Wo gibt es denn verbuggte Wolken O.G
hab bisher noch nie welche verbuggt gesehn


----------



## Maternus (29. Juni 2008)

Die gibt es eigentlich auf jedem Realm. Sind alles Luftwolken, die an Stellen spawnen, die nicht erreichbar sind.

Flieg mal in etwas höheren Regionen an den unmöglichsten Orten herum, dann wirst Du schnell fündig.


----------



## Garnalem (30. Juni 2008)

michamonk schrieb:


> Bei uns lohnt es sich eher in Zangarmarschen Urwasser zu farmen , da fliegt trotz relativ gleichem Preis von Urwasser / Urluft kaum wer rum, wohingegen man es in Nagrand nur mit Glück mal schafft die ein oder andere Wolke vor nem anderen Ingi wegzusaugen.



Dem kann ich nur beipflichten. Ich spiele zuzeit nen Char im 60er Bereich hoch, der Ingi ist. Was ich da mal nebenbei an Gaswolken finde, die im Schnitt 4 Wasserpartikel droppen, ist das schon fast nicht mehr feierlich.  

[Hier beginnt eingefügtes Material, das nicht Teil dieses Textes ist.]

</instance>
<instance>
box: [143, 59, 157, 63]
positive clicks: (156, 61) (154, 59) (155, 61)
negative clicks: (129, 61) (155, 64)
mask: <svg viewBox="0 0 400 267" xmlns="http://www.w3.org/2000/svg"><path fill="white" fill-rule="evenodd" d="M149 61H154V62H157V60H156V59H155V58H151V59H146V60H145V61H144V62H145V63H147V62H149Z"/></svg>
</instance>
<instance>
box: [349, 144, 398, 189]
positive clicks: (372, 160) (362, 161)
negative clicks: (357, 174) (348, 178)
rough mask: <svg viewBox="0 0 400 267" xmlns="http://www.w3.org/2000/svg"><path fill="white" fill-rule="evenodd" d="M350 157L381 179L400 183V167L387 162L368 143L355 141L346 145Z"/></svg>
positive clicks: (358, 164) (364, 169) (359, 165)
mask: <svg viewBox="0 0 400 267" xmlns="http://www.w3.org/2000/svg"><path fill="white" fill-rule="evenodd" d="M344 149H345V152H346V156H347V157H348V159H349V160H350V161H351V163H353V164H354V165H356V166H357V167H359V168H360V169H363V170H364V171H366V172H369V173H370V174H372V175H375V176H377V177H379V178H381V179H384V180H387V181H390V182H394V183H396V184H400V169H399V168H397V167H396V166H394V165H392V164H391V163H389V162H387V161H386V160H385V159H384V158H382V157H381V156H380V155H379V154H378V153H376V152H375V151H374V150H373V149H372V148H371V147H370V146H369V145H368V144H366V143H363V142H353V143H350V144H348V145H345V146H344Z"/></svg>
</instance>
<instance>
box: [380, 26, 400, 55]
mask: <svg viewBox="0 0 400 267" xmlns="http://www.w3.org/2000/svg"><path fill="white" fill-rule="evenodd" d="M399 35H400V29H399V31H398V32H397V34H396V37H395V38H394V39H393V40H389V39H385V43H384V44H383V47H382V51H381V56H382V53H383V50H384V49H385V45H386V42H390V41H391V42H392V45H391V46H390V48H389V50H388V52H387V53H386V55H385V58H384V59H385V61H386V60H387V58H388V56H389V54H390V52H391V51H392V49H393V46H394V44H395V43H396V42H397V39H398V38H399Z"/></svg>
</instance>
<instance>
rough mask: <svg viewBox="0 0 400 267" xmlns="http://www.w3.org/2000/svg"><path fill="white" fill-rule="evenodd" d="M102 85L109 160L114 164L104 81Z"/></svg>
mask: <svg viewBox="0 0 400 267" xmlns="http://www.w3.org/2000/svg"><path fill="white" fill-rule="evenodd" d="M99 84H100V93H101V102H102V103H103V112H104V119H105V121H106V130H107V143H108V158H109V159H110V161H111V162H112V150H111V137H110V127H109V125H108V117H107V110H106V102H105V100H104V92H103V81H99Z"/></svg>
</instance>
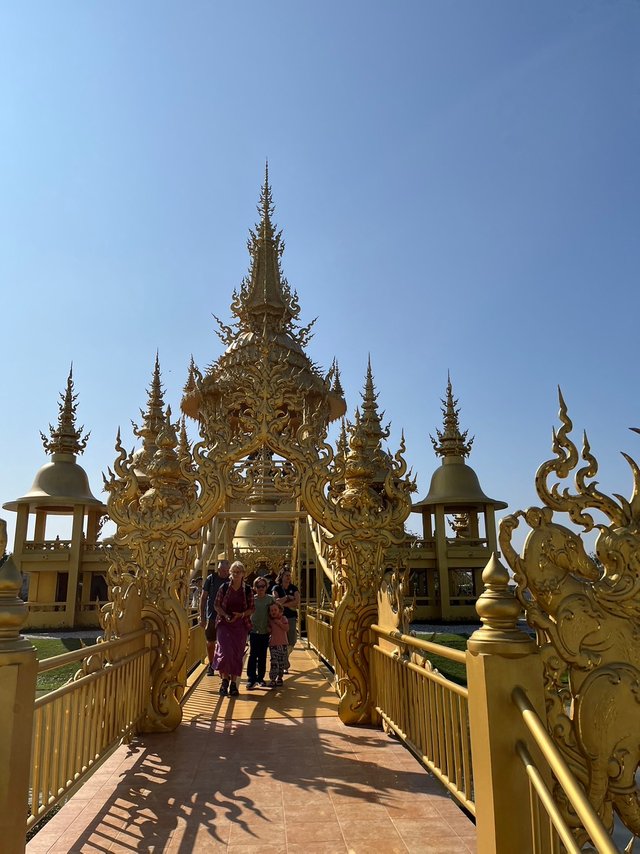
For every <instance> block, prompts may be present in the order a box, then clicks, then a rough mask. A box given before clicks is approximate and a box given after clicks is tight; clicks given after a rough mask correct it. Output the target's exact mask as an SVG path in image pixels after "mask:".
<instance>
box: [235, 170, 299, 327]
mask: <svg viewBox="0 0 640 854" xmlns="http://www.w3.org/2000/svg"><path fill="white" fill-rule="evenodd" d="M273 212H274V204H273V196H272V193H271V186H270V185H269V164H268V163H267V165H266V166H265V176H264V184H263V185H262V187H261V189H260V202H259V204H258V213H259V214H260V221H259V222H258V223H257V224H256V226H255V230H253V229H250V230H249V239H248V241H247V248H248V250H249V255H250V257H251V263H250V268H249V274H248V276H247V277H246V278H245V279H244V280H243V282H242V285H241V287H240V293H239V294H237V293H234V300H233V304H232V307H231V308H232V311H233V313H234V314H235V315H236V317H237V318H238V321H239V325H240V329H241V330H247V331H249V330H250V331H253V332H259V333H262V334H266V333H269V332H280V331H281V330H282V329H285V328H287V327H291V324H292V321H294V320H296V319H297V317H298V316H299V314H300V306H299V304H298V297H297V294H296V293H295V292H292V291H291V290H290V288H289V285H288V282H287V280H286V279H285V278H284V276H283V275H282V268H281V266H280V258H281V257H282V253H283V252H284V241H283V240H282V232H281V231H276V229H275V228H274V225H273V222H272V219H271V218H272V216H273ZM311 325H313V324H310V326H309V327H308V329H310V328H311Z"/></svg>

			Dieser Inhalt steht nur eingeloggten Mitgliedern zur Verfügung.
        

 Die Urwasser liegen bei uns bei ca 30 Gold und sind um einiges teurer als Urluft. Als Farmer solltest du da schon reich werden.


----------



## Omidas (30. Juni 2008)

Also Urluft farmen geht locker

Hab die Tage für meinen Druiden ~35 Urluft zusammen gefarmt. nicht genau auf die Uhr geschaut aber um die 4h hats gedauert insgesamt. Alles was man dafür braucht ist:

Ingi Brille
Partikelextraktor
Cartographer
Cartographer Extract Gas
Cartographer Routes oder Routes alleine
vorhandene Datenbank für Vorkommen
Dadurch das man die Spawn Punkte hat, kann man sich mit Hilfe von Routes eine sehr gute Flugroute errechnen kann, wie man am besten die Punkte hintereinander ab arbeitet. Diese Rote kann man sich dann auf der Minimmap anzeigen lassen und einfach nachfliegen.

Wenn ich die Urluft jetzt nicht zur Lederverabeitung gebraucht hätte, wär ich reich.

Bei uns ist der Preis so 30-33G für eine Urluft.
35 Urluft a 32g -> 1120g in 4 Stunden

Wenn natürlich viel unterwegs ist bekommt man entsprechend weniger in der Zeit. War aber recht früh unterwegs.

Wenn man kein schnelles Flugmount hat, sollte man sich auf den Bereich bei der Arena und südlich davon halten, oder Zwischen der Hordenstadt und dem Bereich wo Aaskralle rumfliegt


----------



## hotrenor-taak (12. August 2008)

_Eisenhorn_ schrieb:


> Liebe user
> Da ich durch dauerndes Raiden VZ / Sockeln Meines eqipes dauerpleite bin habe ich mich gefragt wie ich als ingi schnell g famren kann .( die sufu hat nichts  wirklich aufschlussreiches ergeben.)
> Also als healshamane geh die  Sunwell Daylies ned wirklich schnell also hab ich beschlossen nach Nagrad Urluft farmen zu gehn die Ausbaute waren dann 3 luftpartikel nach 1h Farmen .
> 
> ...



Netherstorm: ca. 5 Urmana pro Stunde. Außerdem würd ich auf jeden Fall die leichten Dailies machen, schneller kommst du niemals an Gold.


----------



## Tsorro (15. August 2008)

Urluft farmen ist echt easy (ich habe heute NEBENBEI beim Questen in Nagrand 5 Urluft bekommen und mit Flugmount - überhaupt das schnelle - gehts bestimmt ncoh viel besser...
Hab im moment ca 700g auf 66 und ich denke wenn das so weiter geht mit den Partikeln kann ich mir frisch auf 70 sicher das normale Flugmount leisten (die Ausbildung - Mats fürs Mount habe ich schon)
Was denkt ihr - Geht sichs aus?


----------



## Maternus (19. August 2008)

Kommt darauf an wie intensiv Du farmst. Viele Spots sind nur mit FM zu erreichen, aber sicherlich möglich.


----------



## Tsorro (19. August 2008)

Maternus schrieb:


> Kommt darauf an wie intensiv Du farmst. Viele Spots sind nur mit FM zu erreichen, aber sicherlich möglich.


Locker geht sichs aus, ich hab jetzt auf 69 1800g


----------